Provision expense for the quarter totaled $87 million compared to $113 million in the first quarter of 2016
“BBVA Compass is steadfast in its commitment to maintaining sound underwriting standards and a strong risk profile, and the proactive actions we have taken thus far to address our energy portfolio reflect this commitment,” Sánchez said. “Total energy loans declined $419 million from first quarter levels and now represent 6 percent of our total loan portfolio, down from 6.7 percent at the end of the first quarter. At the same time, all of our other loan portfolios continue to perform within our expectations. Excluding energy loans, our nonperforming loan ratio was 0.77 percent and net charge-offs were 27 basis points.”
Sánchez also said the bank’s performance in the recent stress tests are an indication of its strong capital position, ability to generate retained earnings and the capacity to absorb significant stress.
Total shareholder’s equity ended the second quarter of 2016 at $12.7 billion, a 4 percent increase from $12.3 billion at the end of the second quarter of 2015. Each of the company’s regulatory capital ratios remain significantly above “well-capitalized” guidelines. The total capital ratio ended the quarter at 13.66 percent(2) compared to 13.29 percent a year ago and the CET(2) ratio rose to 10.79 percent(2).
During the second quarter, BBVA Compass completed the purchase of four subsidiaries — Bancomer Transfer Services, Bancomer Payment Services, Bancomer Foreign Exchange and Bancomer Financial Services — from BBVA Bancomer USA, Inc. that engage in money transfer services. BBVA Bancomer USA, Inc. is a wholly owned subsidiary of BBVA Bancomer, S.A. (Mexico) and ultimately a wholly-owned subsidiary of BBVA. This transaction was accounted for as a merger of entities under common control and, accordingly, prior period financial information has been retrospectively adjusted to include their historical activity.

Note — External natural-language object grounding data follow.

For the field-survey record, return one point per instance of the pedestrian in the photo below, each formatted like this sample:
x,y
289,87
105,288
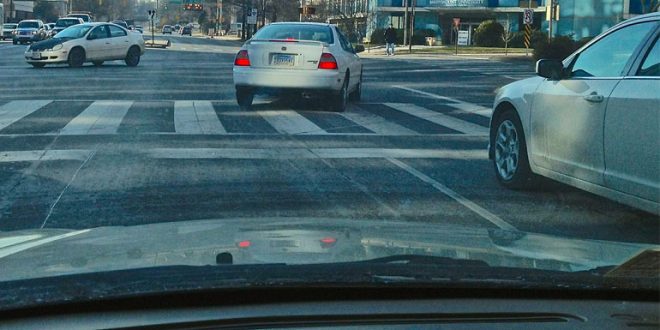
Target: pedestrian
x,y
390,39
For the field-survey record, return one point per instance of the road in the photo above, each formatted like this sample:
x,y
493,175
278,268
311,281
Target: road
x,y
165,141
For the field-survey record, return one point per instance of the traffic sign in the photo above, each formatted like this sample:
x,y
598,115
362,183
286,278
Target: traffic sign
x,y
528,16
252,16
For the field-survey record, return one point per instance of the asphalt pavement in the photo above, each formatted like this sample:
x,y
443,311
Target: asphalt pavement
x,y
166,141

Euromoney named BBVA Compass the Best Digital Bank in North America, and noted its embrace of disrupters and cited its collaborations with Dwolla, FutureAdvisor and eCredable.
In recognizing BBVA Compass as the Best Digital Bank in North America, global finance magazine Euromoney cited the strides the bank has made in mobile and lauded its efforts to transform its technology and culture in pursuit of exceptional client experiences. The publication also noted the bank’s embrace of disrupters and cited its collaborations with Dwolla, FutureAdvisor and eCredable.
1 Average tangible equity is a non-GAAP financial measure that we believe aids in understanding certain areas of our performance. The calculation of this measure is included on the page titled Non-GAAP Reconciliation.
2 Regulatory capital ratios at June 30, 2016, are estimated.